Tanggapan ketua Laskar Merah Putih Provinsi kepri Iwan Kei merasa kaget dan kecewa dengan adanya kejadian ini sekolah belajar mengajar selama 2tahun tidak ada meja dan kursi belajar di lantai,Iwan kei ketua LMP Kepri berharap pemerintah kota batam agar segera bertindak dan merespon perihal sekolah tersebut dan sekolah – sekolah lainnya yang kita tidak tau mungkin bisa sama juga kekurangan fasilitas belajar mengajar.

 

 

Melalui sambungan telepon penjelasan pihak Dinas Pendidikan Kota Batam kepada tim didapat,

Bpk. Ali bagian Sarana & Prasarana Bid.
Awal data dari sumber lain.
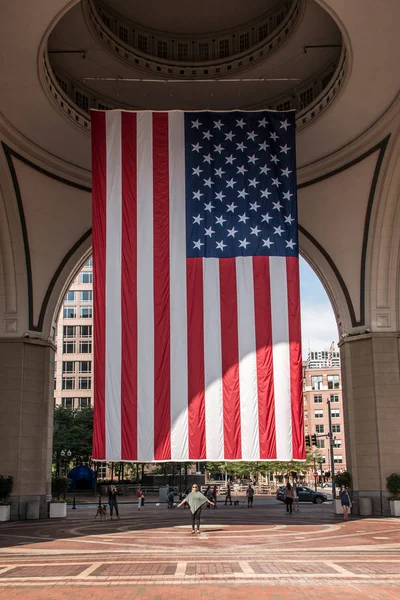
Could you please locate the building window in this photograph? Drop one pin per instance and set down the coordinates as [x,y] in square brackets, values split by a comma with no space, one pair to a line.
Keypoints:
[244,42]
[142,43]
[286,105]
[262,32]
[69,331]
[86,331]
[83,402]
[86,277]
[204,53]
[123,34]
[280,18]
[82,100]
[333,382]
[86,312]
[162,49]
[68,383]
[67,402]
[316,382]
[183,52]
[69,312]
[106,20]
[223,48]
[68,347]
[68,366]
[85,347]
[306,97]
[85,383]
[86,296]
[63,84]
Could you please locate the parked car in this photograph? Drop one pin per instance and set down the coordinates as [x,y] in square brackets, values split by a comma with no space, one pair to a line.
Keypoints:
[305,495]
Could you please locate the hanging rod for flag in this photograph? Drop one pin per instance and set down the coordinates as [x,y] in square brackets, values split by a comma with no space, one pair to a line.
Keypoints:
[137,80]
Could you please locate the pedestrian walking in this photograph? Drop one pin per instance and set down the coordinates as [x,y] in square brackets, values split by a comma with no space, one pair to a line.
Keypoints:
[139,496]
[214,495]
[228,495]
[209,495]
[171,498]
[296,506]
[289,498]
[113,501]
[196,501]
[250,496]
[345,501]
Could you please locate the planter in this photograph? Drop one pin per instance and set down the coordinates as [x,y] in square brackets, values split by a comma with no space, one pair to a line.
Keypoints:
[58,510]
[339,507]
[395,508]
[4,512]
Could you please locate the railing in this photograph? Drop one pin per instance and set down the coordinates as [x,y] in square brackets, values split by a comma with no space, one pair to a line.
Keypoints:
[225,57]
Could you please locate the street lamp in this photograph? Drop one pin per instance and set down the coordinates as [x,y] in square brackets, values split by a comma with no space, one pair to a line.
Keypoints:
[315,472]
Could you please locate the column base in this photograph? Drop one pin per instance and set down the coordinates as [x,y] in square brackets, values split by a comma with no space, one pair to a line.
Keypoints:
[19,506]
[380,502]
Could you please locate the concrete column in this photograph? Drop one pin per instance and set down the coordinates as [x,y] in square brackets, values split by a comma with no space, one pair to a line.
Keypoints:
[371,400]
[26,421]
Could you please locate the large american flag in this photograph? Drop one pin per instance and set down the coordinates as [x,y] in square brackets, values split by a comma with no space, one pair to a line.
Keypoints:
[196,287]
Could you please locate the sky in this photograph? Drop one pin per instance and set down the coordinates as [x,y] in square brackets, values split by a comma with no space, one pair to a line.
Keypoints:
[318,323]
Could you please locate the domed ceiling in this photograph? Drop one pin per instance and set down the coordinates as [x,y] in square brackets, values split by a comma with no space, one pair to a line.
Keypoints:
[224,55]
[192,18]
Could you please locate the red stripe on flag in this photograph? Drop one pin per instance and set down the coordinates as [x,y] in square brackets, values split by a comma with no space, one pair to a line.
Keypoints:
[265,373]
[296,396]
[99,210]
[196,384]
[162,385]
[230,359]
[129,288]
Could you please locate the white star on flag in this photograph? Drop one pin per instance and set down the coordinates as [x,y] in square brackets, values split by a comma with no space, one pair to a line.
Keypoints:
[278,230]
[221,245]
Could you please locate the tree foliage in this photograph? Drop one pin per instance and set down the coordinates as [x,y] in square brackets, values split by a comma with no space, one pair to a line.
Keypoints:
[73,431]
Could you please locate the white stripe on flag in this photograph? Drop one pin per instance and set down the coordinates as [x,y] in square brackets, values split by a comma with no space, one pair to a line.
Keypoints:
[178,310]
[247,359]
[145,285]
[281,357]
[113,286]
[213,360]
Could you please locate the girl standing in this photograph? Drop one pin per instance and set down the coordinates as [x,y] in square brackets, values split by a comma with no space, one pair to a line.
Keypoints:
[196,501]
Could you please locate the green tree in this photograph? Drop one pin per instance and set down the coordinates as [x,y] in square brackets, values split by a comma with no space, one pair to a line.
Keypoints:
[73,431]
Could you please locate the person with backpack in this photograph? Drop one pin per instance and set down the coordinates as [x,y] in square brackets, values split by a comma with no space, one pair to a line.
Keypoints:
[250,496]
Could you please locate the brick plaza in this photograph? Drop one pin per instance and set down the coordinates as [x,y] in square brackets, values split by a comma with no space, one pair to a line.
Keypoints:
[240,553]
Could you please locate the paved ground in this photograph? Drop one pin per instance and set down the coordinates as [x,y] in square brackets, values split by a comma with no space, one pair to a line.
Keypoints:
[241,553]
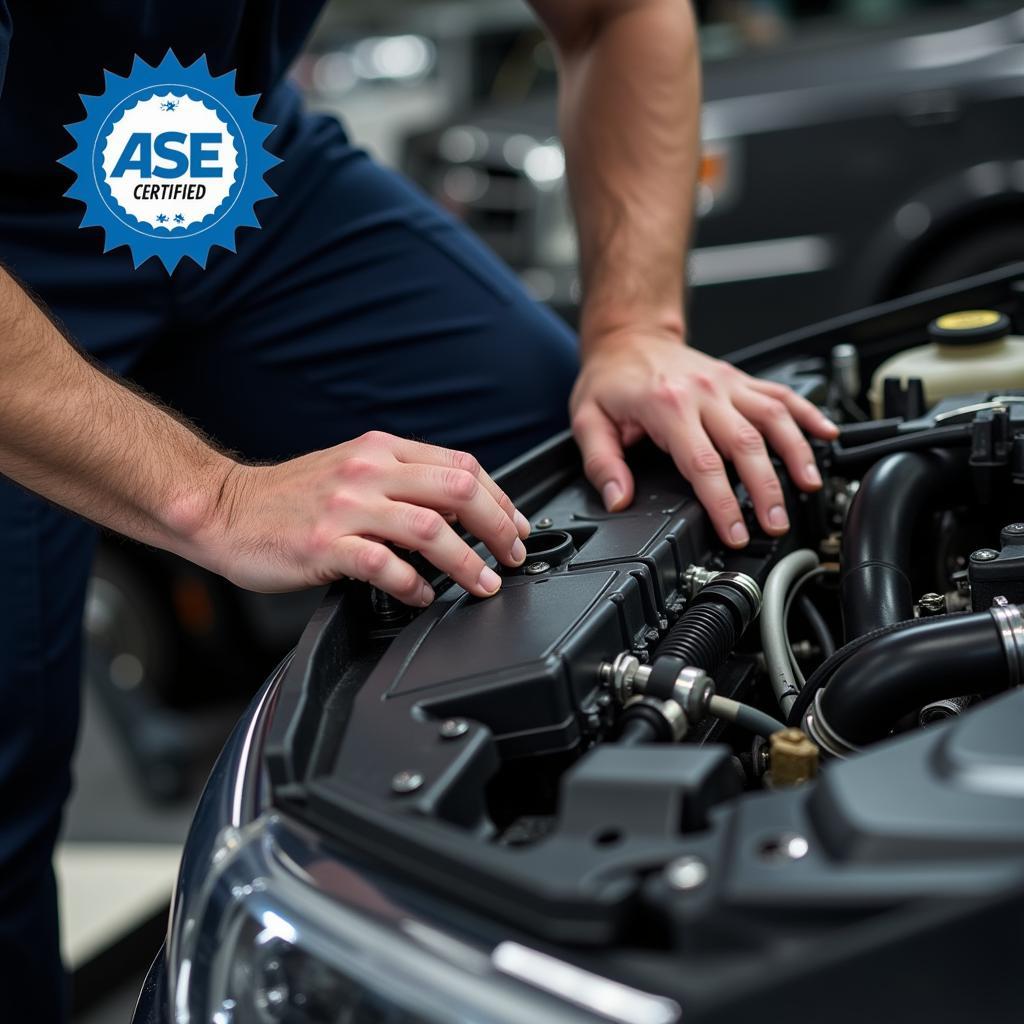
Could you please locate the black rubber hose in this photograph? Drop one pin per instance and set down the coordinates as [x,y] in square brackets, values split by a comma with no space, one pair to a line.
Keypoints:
[907,669]
[818,626]
[956,435]
[827,669]
[885,516]
[705,635]
[638,731]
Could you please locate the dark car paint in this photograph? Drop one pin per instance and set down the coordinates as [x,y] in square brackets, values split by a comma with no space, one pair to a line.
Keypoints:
[237,792]
[832,135]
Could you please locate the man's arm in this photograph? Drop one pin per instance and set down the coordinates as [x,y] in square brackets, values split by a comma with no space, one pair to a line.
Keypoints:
[630,102]
[80,437]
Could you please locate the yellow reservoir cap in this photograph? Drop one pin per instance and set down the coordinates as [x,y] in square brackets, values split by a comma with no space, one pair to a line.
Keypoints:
[968,320]
[969,327]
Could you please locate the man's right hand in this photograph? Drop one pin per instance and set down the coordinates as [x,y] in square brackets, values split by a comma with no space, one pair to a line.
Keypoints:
[331,514]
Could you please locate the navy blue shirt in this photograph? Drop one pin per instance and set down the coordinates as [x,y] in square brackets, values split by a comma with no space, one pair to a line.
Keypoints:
[51,50]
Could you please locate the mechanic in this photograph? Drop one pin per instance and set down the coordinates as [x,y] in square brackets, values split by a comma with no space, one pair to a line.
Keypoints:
[357,316]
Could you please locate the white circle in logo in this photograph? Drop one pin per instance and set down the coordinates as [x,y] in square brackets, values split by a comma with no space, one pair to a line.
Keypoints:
[170,161]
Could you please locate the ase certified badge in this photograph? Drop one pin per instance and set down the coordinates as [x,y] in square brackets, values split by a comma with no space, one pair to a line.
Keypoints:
[170,161]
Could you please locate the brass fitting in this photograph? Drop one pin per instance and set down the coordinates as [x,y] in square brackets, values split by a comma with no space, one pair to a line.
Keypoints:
[793,758]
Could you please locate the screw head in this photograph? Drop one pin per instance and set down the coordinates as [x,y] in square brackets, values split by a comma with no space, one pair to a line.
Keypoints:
[686,873]
[788,846]
[453,728]
[407,781]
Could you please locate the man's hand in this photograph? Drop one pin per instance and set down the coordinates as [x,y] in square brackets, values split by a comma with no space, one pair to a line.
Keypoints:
[697,409]
[327,515]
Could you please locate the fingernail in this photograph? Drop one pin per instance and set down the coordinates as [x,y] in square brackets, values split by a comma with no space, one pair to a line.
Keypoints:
[612,495]
[777,518]
[488,580]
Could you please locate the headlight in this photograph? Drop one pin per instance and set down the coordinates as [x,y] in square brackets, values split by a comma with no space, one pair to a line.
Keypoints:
[260,944]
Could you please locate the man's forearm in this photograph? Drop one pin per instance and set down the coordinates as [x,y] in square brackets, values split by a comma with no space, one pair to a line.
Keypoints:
[630,107]
[79,437]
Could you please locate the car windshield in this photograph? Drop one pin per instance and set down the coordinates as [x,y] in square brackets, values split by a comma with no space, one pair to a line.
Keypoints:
[731,28]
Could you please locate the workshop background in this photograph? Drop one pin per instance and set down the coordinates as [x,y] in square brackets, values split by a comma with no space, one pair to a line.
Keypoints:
[846,161]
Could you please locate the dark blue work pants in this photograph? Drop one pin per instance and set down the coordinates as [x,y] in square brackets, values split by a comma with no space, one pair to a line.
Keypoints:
[358,305]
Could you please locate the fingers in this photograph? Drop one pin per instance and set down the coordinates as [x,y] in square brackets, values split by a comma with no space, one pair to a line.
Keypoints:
[603,461]
[697,459]
[417,452]
[425,530]
[463,494]
[804,412]
[773,419]
[743,444]
[369,560]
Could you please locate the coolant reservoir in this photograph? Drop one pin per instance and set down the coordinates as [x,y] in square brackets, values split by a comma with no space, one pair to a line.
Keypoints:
[972,350]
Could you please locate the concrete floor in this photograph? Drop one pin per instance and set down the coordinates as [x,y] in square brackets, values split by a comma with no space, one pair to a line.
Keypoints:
[118,857]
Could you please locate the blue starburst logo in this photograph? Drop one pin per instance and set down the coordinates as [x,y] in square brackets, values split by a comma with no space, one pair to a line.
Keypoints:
[170,161]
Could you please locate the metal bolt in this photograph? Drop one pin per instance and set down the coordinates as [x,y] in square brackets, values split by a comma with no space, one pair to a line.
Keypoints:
[407,781]
[453,728]
[788,846]
[686,873]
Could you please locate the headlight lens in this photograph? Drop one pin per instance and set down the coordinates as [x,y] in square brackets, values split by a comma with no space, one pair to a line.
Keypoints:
[259,944]
[271,981]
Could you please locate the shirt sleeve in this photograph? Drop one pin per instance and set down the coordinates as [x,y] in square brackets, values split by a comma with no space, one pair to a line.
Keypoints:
[5,30]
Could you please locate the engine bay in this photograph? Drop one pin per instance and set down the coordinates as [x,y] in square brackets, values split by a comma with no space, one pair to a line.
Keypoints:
[648,745]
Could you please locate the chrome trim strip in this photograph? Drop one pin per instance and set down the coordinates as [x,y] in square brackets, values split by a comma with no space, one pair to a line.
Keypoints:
[609,998]
[754,260]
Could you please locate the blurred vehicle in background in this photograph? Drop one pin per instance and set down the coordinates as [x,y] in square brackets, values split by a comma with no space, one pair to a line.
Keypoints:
[852,153]
[171,649]
[400,67]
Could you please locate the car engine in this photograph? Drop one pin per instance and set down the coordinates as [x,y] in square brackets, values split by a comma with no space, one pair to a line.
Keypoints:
[711,772]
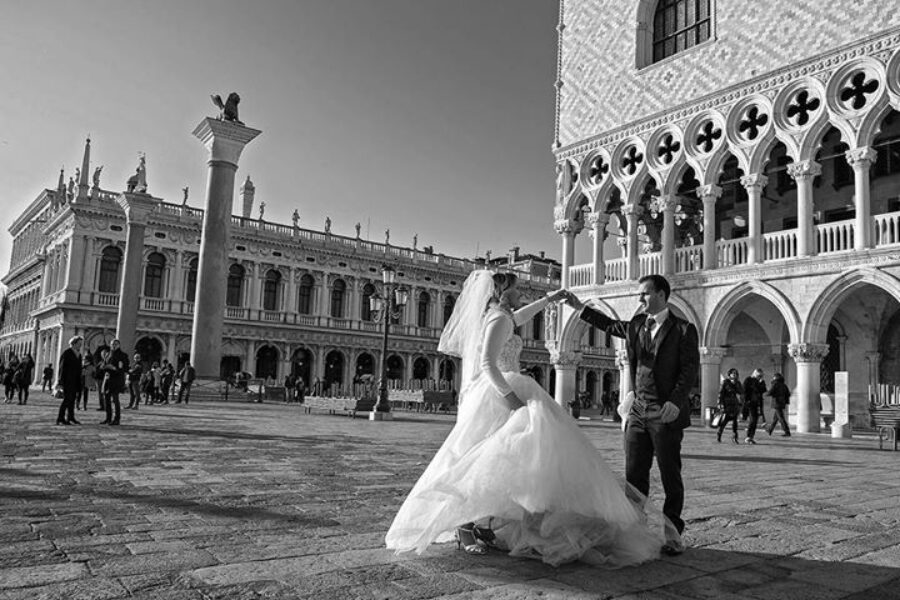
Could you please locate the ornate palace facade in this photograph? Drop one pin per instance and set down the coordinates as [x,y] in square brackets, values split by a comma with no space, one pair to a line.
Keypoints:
[297,299]
[750,152]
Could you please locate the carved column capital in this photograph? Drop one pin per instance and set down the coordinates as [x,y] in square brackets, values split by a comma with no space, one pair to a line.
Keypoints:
[805,169]
[861,158]
[756,180]
[808,352]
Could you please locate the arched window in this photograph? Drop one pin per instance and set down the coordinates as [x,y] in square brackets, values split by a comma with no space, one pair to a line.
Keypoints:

Paud Disdik Batam menyampaikan info respon Disdik bahwa ” Alhamdulillah, telah dikirimkan sore ini 21 September 2022 ke lokasi SDN 004 Lubukbaja sejumlah 36 Set Meja Kursi untuk 2 lokal, sehingga total berjumlah 72 set “.

 

 

Lebih jauh pembicaraan dan konfirmasi berlangsung, beliau coba menyampaikan kepada tim terkait kebenaran yang menyeluruh atas pemberitaan hari ini mengenai kondisi SDN 004 Lubukbaja.

 

” Bahwa Kementerian Pendidikan secara Nasional memiliki suatu Program yang bernama Program Merdeka Belajar “.

 

” Istilah Merdeka Belajar dimaksud adalah tentang suatu tata cara dan/atau pelaksanaan metode aktifitas kegiatan belajar mengajar yang bersifat teknis diberikan ruang terhadap suatu Perubahan dan/atau Kreatifitas yang dimungkinkan untuk dapat terjadi, dengan catatan tidak mengurangi “value / nilai” suatu Proses Pembelajaran dan bahkan diharapkan agar terjadinya penambahan Semangat Belajar pada siswa yang disebabkan pembaharuan pada teknis cara belajar, sebagaimana kurikulum pendidikan terkini yang telah mengalami perubahan dalam kurun 10 tahun terakhir. ”

 

” Pemahaman terhadap program Merdeka Belajar ini mungkin belum dapat dipahami oleh seluruh pihak secara utuh sebab sosialisasi program yang kurang meluas, sehingga sangat mungkin terjadi kesalahpahaman saat adanya pandangan lain didapat pada kondisi kegiatan belajar siswa “.

 

 

” Kira-kira seperti itulah arahan serta penjelasan dari Kepala Dinas Pendidikan Kota Batam Bpk. Endri Arulan kepada kami di Dinas Pendidikan Kota Batam terkait pemberitaan hari ini “. Ungkap Bpk. Ali kepada tim.